On Sunday, Iranian-launched missiles and drones struck territory within the Gulf state, causing debris from intercepted projectiles to injure three civilians, including one child, according to Qatar's Ministry of Interior.

The nation's foreign ministry subsequently accused Washington of violating nearly every provision of the June agreement within just 25 days of its signing. These alleged violations include targeted attacks on critical transport infrastructure and fishing vessels operating in regional waters.

Baghaei stated Monday that Iran has consistently acted in good faith, yet noted that whenever the opposing party failed to meet its obligations, Tehran did not uphold its own commitments either. He affirmed this approach will continue as long as these conditions persist.

Since hostilities began on February 28, Islamabad has assumed the role of mediator between the two belligerent powers. The Pakistani capital hosted talks in April, marking the first occasion in four decades where US and Iranian officials met face-to-face. High-ranking Pakistani officials, including the army chief and interior minister, have traveled multiple times to Tehran for these diplomatic efforts.

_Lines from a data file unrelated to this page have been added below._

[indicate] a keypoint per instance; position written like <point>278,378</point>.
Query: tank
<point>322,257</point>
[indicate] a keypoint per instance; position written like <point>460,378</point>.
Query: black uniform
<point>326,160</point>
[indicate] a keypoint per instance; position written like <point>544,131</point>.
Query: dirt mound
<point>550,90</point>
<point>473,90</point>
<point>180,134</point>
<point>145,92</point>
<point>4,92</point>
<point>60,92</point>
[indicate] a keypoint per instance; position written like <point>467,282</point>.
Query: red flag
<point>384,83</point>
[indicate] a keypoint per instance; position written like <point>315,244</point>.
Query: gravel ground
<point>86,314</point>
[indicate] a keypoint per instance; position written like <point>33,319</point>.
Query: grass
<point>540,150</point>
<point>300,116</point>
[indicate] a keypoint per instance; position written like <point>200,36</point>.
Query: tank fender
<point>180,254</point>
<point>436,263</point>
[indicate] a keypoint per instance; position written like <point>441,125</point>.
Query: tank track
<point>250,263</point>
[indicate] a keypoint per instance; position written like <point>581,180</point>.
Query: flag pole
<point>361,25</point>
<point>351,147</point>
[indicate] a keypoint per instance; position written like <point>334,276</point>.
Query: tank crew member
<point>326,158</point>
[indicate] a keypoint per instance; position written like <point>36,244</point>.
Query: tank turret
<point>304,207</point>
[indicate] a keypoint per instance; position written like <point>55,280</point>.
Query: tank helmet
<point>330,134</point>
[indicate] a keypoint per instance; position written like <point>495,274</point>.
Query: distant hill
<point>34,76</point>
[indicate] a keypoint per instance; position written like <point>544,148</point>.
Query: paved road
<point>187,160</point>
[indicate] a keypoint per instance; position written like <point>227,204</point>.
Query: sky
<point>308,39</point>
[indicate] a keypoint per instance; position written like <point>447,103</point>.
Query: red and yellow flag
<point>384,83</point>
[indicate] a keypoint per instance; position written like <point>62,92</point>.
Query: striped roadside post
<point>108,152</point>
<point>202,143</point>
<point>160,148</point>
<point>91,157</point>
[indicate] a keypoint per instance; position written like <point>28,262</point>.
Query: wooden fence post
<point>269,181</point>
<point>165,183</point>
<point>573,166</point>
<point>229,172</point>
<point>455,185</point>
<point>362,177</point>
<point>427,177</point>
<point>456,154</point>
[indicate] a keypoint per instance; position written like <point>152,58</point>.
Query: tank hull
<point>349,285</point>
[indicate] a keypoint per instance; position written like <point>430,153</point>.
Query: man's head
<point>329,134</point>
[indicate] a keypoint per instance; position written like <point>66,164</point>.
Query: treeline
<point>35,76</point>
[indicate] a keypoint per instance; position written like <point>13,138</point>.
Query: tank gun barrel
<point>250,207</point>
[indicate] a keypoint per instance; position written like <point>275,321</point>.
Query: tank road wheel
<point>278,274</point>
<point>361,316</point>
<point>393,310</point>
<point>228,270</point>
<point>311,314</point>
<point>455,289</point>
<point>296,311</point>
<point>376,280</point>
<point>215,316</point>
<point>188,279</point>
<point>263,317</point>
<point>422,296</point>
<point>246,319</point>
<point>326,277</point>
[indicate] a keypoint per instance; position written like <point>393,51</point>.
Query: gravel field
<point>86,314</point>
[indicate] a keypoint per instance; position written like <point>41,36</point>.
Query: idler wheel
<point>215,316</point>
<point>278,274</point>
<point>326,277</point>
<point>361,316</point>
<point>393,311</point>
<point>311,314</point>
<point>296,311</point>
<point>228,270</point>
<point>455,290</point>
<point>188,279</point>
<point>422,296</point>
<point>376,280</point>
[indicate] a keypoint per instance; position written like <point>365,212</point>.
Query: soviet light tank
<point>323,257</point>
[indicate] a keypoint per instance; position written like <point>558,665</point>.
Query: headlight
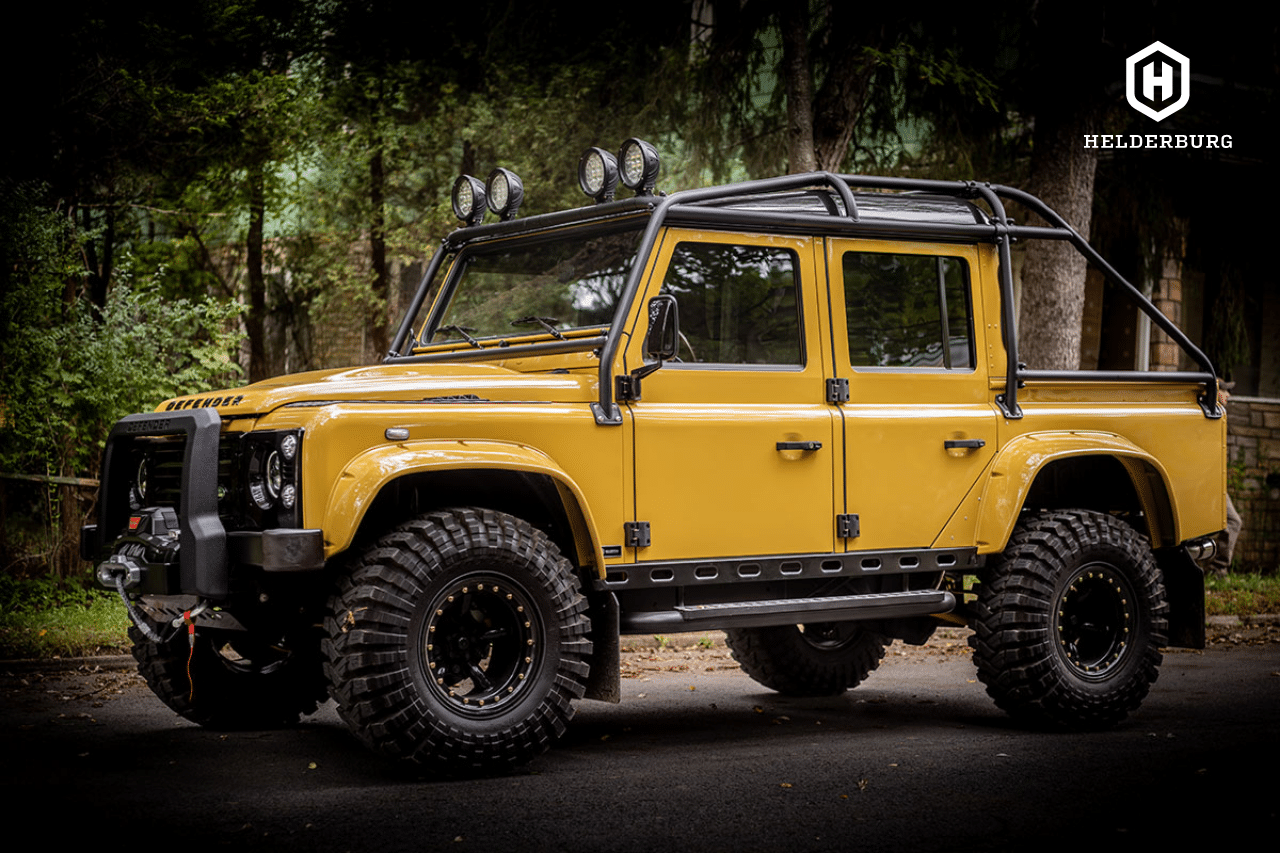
<point>598,174</point>
<point>272,477</point>
<point>506,192</point>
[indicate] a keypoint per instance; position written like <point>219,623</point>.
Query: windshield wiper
<point>545,322</point>
<point>462,331</point>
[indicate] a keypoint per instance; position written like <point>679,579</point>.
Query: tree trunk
<point>799,87</point>
<point>378,249</point>
<point>255,322</point>
<point>1052,296</point>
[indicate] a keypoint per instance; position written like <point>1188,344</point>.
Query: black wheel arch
<point>1136,492</point>
<point>533,497</point>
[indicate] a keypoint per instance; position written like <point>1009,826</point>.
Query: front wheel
<point>1070,621</point>
<point>458,642</point>
<point>822,658</point>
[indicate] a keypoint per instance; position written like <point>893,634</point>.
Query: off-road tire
<point>1070,620</point>
<point>458,642</point>
<point>236,683</point>
<point>812,660</point>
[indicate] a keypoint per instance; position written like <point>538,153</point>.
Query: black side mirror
<point>662,342</point>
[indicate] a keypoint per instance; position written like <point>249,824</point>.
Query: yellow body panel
<point>696,455</point>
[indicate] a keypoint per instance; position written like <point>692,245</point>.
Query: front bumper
<point>186,550</point>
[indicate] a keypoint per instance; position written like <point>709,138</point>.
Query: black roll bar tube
<point>1063,231</point>
<point>1000,231</point>
<point>419,297</point>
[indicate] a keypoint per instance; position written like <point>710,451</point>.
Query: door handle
<point>964,443</point>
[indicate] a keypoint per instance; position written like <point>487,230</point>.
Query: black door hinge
<point>837,391</point>
<point>846,527</point>
<point>627,388</point>
<point>635,534</point>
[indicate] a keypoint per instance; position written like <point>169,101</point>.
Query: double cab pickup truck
<point>789,409</point>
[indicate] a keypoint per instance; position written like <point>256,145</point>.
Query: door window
<point>737,304</point>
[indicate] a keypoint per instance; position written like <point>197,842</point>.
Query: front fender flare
<point>366,474</point>
<point>1020,461</point>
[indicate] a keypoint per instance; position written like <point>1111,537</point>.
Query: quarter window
<point>908,311</point>
<point>737,304</point>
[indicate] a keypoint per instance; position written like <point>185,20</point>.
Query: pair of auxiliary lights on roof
<point>598,173</point>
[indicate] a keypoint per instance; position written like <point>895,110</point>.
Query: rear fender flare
<point>1022,460</point>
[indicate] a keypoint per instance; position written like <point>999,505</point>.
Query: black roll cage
<point>696,206</point>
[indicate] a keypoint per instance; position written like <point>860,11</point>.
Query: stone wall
<point>1253,479</point>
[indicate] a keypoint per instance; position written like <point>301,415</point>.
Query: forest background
<point>206,194</point>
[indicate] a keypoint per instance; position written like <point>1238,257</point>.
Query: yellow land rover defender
<point>789,409</point>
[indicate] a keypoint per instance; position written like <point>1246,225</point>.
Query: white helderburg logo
<point>1157,81</point>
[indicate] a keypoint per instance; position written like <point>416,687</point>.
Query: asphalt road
<point>696,757</point>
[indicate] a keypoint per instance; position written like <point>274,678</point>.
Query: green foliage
<point>45,617</point>
<point>71,370</point>
<point>1242,594</point>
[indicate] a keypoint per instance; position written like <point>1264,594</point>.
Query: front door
<point>735,445</point>
<point>919,425</point>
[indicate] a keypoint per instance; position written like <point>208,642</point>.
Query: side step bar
<point>790,611</point>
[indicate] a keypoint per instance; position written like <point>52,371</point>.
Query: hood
<point>392,383</point>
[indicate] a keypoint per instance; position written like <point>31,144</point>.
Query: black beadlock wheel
<point>458,643</point>
<point>823,658</point>
<point>236,682</point>
<point>1070,621</point>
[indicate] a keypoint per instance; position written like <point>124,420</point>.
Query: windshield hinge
<point>635,534</point>
<point>837,391</point>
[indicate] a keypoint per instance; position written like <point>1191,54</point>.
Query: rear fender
<point>1020,461</point>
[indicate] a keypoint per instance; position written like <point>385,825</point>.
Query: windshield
<point>539,288</point>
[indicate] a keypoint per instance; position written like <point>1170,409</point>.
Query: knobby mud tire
<point>458,643</point>
<point>812,660</point>
<point>234,683</point>
<point>1070,621</point>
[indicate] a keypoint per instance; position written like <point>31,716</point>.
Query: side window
<point>737,304</point>
<point>908,311</point>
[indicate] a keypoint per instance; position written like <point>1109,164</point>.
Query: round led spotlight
<point>469,200</point>
<point>506,192</point>
<point>638,162</point>
<point>598,174</point>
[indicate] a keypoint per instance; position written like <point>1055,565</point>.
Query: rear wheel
<point>823,658</point>
<point>1070,621</point>
<point>458,643</point>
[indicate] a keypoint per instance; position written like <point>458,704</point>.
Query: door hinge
<point>846,527</point>
<point>837,391</point>
<point>627,388</point>
<point>635,534</point>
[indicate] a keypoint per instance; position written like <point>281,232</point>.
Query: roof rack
<point>698,205</point>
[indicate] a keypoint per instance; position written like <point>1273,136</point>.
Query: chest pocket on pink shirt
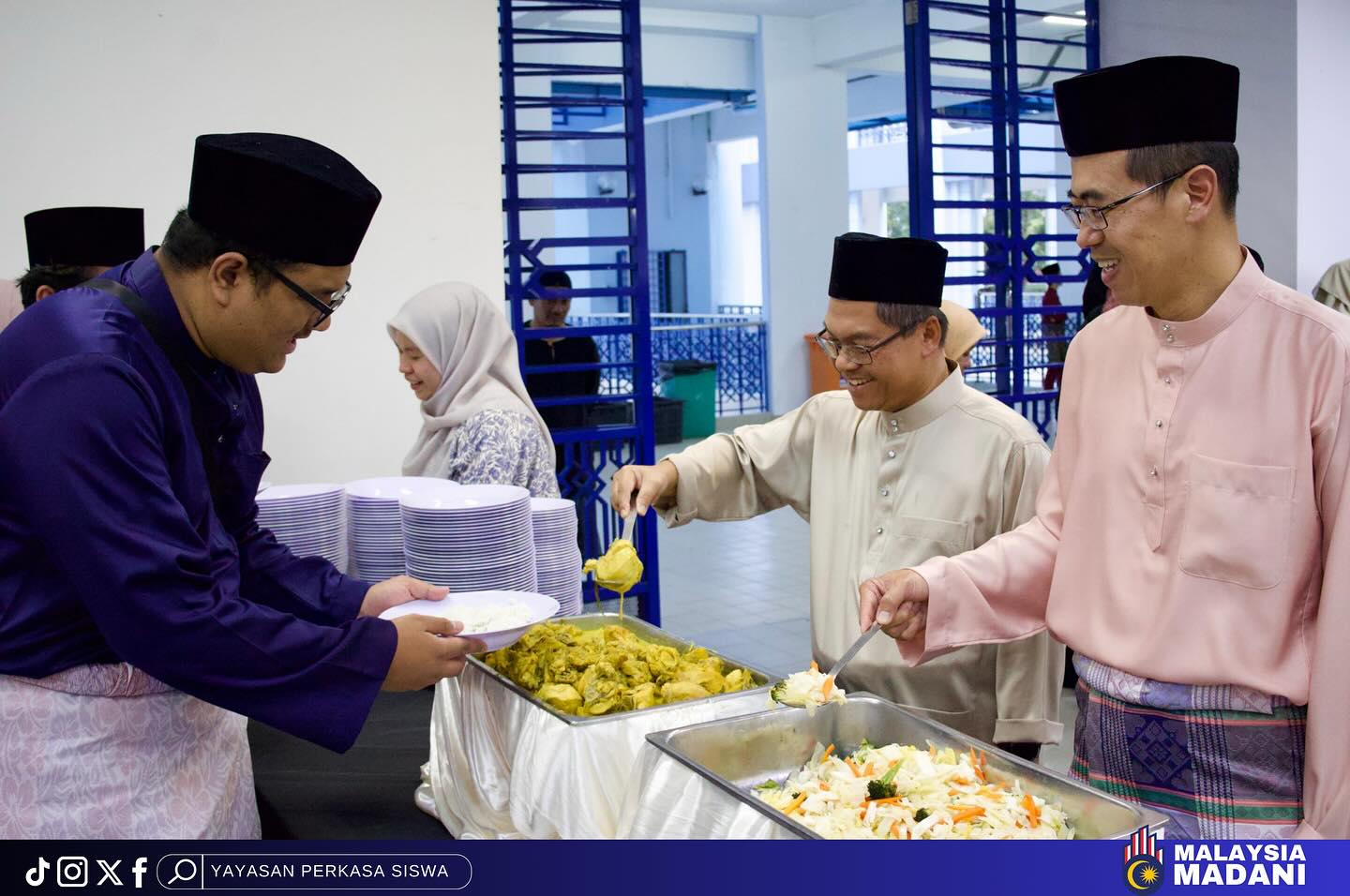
<point>1237,522</point>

In late March, Pakistan successfully aided China in securing a peace framework while simultaneously advancing its own diplomatic initiatives. By June, the nation helped finalize a Memorandum of Understanding signed by Iranian President Masoud Pezeshkian, US President Donald Trump, and Pakistani Prime Minister Shehbaz Sharif; this agreement subsequently took center stage at the Burgenstock summit in Switzerland. Despite these high-profile efforts, analysts contend that Pakistan lacks the capacity to enforce the accords it helps broker.

Javad Heiran-Nia, director of the Persian Gulf Studies Group at the Center for Scientific Research and Middle East Strategic Studies in Tehran, argued that the MoU was never designed to resolve the core dispute. Instead, he told Al Jazeera, the document served as a tactical instrument intended merely to halt hostilities and reopen the Strait of Hormuz to international shipping by deferring key substantive issues to future negotiations. Heiran-Nia noted that Iran views control of the waterway not just as a coercive lever but as a vital strategic asset and deterrent tool. Consequently, Tehran appears prepared to accept war risks to preserve this advantage.

The analyst further explained that mediators currently lack the instruments to settle the dispute unless a shift in the balance of power emerges between Iran and the United States through limited military engagements. He pointed specifically to a potential US naval blockade as one of the few developments capable of altering the strategic calculus. Dania Thafer, executive director of the Gulf International Forum in Doha, echoed these concerns, stating that Pakistan's room for maneuver has narrowed as both sides have hardened their positions over the strait.

Thafer told Al Jazeera that Pakistan remains highly dependent on both parties, yet Iran is currently bent on establishing control over the Strait of Hormuz. She argued there is little Islamabad can do to de-escalate tensions while Washington and Tehran remain in an escalatory phase. According to her, only once both sides perceive a tipping point in their favor will they likely return to the negotiating table.

However, Qamar Cheema, head of the Sanober Institute in Islamabad, pushed back against the notion that Pakistan operates without real tools. He highlighted recent remarks by US Vice President JD Vance, who credited Pakistani Field Marshal Asim Munir for his role in the process, as evidence that Islamabad's military-diplomatic channel carries significant weight in Washington. Cheema argued that access itself is the primary instrument, noting that Pakistan enjoys such trust that both sides call its leadership directly to remove stumbling blocks.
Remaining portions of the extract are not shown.